To include aggregate functions in WHERE clauses, you can use a subquery. WHERE clauses determine which rows to include, and so are processed before aggregate functions.

mydb=> SELECT name, price FROM products WHERE price = min(price);
ERROR:  aggregate functions are not allowed in WHERE
LINE 1: SELECT name, price FROM products WHERE price = min(price);
                                                       ^

mydb=> SELECT name, price FROM products WHERE price = (SELECT min(price) FROM products);
   name   | price 
----------+-------
 Cherries |  2.50
(1 row)

Aggregate functions are often used in GROUP BY clauses:

mydb=> INSERT INTO suppliers (name, product_name, unit_price, last_delivery_date) VALUES
mydb->   ('Planet Farms', 'Apples', 24.10, '2023-07-25'),
mydb->   ('City Merchants', 'Bananas', 9.00, '2023-07-25');
INSERT 0 2
mydb=> SELECT product_name, count(name) AS num_suppliers, min(unit_price) AS min_price,
mydb->        max(unit_price) AS max_price, avg(unit_price) AS avg_price
mydb->  FROM suppliers
mydb->  GROUP BY product_name;
 product_name | num_suppliers | min_price | max_price |      avg_price      
--------------+---------------+-----------+-----------+---------------------
 Apples       |             2 |     23.80 |     24.10 | 23.9500000000000000
 Bananas      |             2 |      8.50 |      9.00 |  8.7500000000000000
 Spinach      |             1 |      5.95 |      5.95 |  5.9500000000000000
(3 rows)

mydb=> SELECT s.product_name, avg(s.unit_price) AS avg_purchase_price, p.price AS sale_price
mydb->   FROM products p JOIN suppliers s ON p.name = s.product_name
mydb->   GROUP BY s.product_name, p.price
mydb->   ORDER BY sale_price DESC;
 product_name | avg_purchase_price  | sale_price 
--------------+---------------------+------------
 Apples       | 23.9500000000000000 |      25.00
 Bananas      |  8.7500000000000000 |      10.00

You can filter grouped rows with a HAVING clause.
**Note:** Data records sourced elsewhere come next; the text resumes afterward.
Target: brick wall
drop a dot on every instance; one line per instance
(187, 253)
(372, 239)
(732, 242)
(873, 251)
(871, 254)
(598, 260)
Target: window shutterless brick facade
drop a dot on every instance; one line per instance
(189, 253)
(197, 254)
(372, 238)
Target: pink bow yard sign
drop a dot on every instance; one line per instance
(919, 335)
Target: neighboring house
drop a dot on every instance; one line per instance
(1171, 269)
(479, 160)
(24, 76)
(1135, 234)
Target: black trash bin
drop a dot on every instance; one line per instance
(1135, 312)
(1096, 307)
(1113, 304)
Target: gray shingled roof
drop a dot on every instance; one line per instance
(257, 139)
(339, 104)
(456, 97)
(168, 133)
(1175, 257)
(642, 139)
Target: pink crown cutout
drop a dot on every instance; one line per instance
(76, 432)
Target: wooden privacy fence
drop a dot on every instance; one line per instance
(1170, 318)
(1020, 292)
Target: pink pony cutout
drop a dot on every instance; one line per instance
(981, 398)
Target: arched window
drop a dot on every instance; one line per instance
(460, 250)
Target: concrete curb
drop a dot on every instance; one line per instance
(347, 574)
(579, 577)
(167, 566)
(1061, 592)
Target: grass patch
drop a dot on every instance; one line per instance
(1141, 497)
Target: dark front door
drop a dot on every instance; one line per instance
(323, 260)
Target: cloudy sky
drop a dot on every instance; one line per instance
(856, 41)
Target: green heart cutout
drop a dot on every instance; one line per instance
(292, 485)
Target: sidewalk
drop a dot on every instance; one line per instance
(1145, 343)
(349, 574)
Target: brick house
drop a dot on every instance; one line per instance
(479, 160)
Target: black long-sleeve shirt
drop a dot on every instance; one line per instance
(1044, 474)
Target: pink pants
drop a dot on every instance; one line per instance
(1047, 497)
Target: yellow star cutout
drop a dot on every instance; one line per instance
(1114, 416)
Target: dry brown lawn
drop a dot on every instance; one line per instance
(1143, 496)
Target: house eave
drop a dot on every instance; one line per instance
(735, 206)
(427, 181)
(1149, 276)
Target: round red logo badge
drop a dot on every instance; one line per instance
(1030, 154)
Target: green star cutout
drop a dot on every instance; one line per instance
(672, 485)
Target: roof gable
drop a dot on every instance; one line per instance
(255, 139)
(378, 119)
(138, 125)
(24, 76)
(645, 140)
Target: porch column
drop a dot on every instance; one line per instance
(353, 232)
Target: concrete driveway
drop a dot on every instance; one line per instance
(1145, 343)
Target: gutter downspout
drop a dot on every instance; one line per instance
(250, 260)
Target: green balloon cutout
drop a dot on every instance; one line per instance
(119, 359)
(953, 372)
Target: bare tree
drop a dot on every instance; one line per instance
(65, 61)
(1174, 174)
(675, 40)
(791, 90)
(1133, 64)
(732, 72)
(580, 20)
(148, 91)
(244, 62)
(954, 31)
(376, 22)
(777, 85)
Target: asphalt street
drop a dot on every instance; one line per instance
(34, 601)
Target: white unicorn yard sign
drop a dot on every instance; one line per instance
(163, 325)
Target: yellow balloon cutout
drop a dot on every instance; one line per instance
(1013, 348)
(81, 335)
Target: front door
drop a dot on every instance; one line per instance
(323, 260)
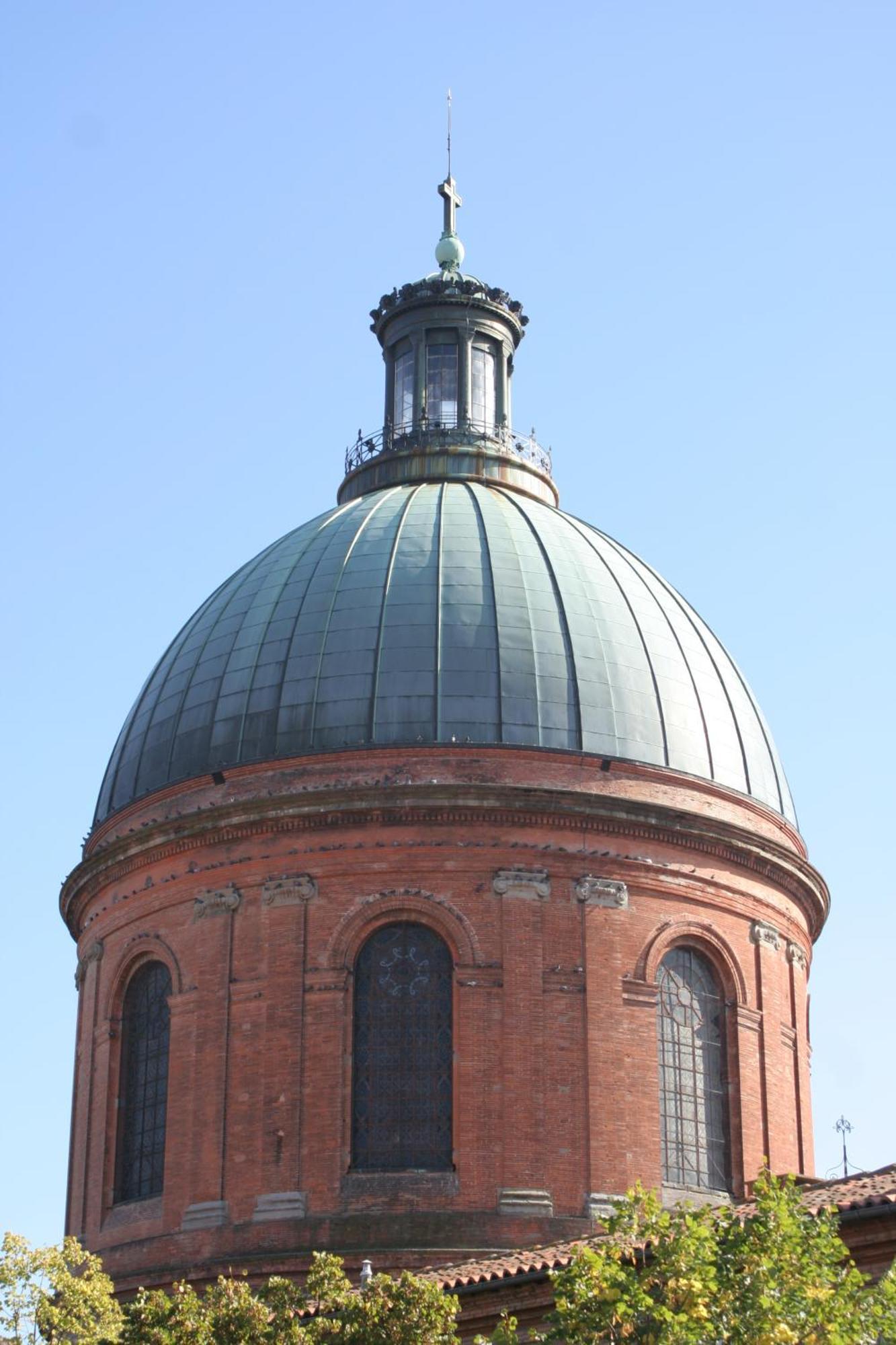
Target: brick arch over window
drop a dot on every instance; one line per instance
(136, 953)
(399, 905)
(143, 1083)
(693, 1086)
(704, 938)
(403, 1052)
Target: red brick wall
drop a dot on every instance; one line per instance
(555, 997)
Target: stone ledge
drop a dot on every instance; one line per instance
(599, 1206)
(517, 1200)
(280, 1204)
(209, 1214)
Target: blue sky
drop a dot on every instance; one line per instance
(697, 206)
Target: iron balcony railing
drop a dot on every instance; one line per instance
(427, 438)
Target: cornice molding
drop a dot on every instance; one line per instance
(448, 805)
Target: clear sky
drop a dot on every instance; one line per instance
(697, 205)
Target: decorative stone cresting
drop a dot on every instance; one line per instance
(217, 903)
(602, 892)
(209, 1214)
(280, 1204)
(797, 956)
(93, 954)
(524, 1202)
(522, 883)
(764, 935)
(290, 891)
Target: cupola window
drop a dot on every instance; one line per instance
(403, 1051)
(143, 1089)
(482, 403)
(692, 1074)
(442, 384)
(404, 396)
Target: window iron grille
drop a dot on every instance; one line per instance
(403, 1051)
(690, 1032)
(143, 1091)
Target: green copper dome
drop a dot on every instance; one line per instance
(444, 613)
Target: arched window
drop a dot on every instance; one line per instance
(403, 1051)
(404, 392)
(482, 401)
(692, 1073)
(143, 1089)
(442, 384)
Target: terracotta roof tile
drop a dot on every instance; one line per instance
(856, 1192)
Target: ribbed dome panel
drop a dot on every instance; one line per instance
(448, 611)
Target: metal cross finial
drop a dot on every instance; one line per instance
(844, 1129)
(448, 192)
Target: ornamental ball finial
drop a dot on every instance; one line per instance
(450, 252)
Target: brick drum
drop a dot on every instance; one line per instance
(557, 880)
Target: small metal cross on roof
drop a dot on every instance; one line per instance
(448, 192)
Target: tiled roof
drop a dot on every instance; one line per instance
(505, 1266)
(857, 1192)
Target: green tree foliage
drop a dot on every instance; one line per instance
(54, 1295)
(713, 1277)
(327, 1309)
(684, 1277)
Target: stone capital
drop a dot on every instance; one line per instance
(93, 954)
(522, 883)
(288, 891)
(602, 892)
(797, 956)
(218, 903)
(764, 935)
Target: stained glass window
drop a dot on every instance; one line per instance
(403, 1051)
(442, 384)
(143, 1090)
(692, 1073)
(483, 391)
(404, 397)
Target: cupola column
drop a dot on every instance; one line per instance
(502, 391)
(420, 377)
(464, 376)
(389, 410)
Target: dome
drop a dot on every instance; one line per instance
(444, 613)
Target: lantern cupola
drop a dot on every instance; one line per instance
(448, 344)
mydb=> SELECT product_name, avg(unit_price) AS avg_purchase_price
mydb->   FROM suppliers
mydb->   GROUP BY product_name
mydb->   HAVING avg(unit_price) < 10;
 product_name | avg_purchase_price 
--------------+--------------------
 Bananas      | 8.7500000000000000
 Spinach      | 5.9500000000000000
(2 rows)

Note

The fundamental difference between WHERE and HAVING is that WHERE selects input rows before grouping & aggregation, whereas HAVING selects group rows after groups and aggregates are computed.

HAVING clauses usually contain aggregate functions, but this isn’t a must. In such cases, WHERE clauses would be more efficient; we’d avoid doing grouping and aggregate calculations for all rows that fail the WHERE check.

6. Updates#

You can update existing rows using the UPDATE command:

mydb=> UPDATE products SET price = 3 WHERE name = 'Cherries';
UPDATE 1
mydb=> SELECT * FROM products;
   name   | items_in_stock | price 
----------+----------------+-------
 Apples   |            100 | 25.00
 Bananas  |             32 | 10.00
 Cherries |             74 |  3.00
(3 rows)

7. Deletions#

You can remove rows using the DELETE command:

mydb=> DELETE FROM products WHERE name = 'Bananas';
DELETE 1
mydb=> SELECT * FROM products;
   name   | items_in_stock | price 
----------+----------------+-------
 Apples   |            100 | 25.00
 Cherries |             74 |  3.00
(2 rows)

Caution

DELETE FROM tablename; will remove all rows. Be specific.

Tip

Start with a SELECT query to check the rows that would be selected. Then switch to a DELETE command.

You can use DROP TABLE to remove a table:

mydb=> DROP TABLE products;
DROP TABLE
mydb=> SELECT * FROM products;
ERROR:  relation "products" does not exist
LINE 1: SELECT * FROM products;
                      ^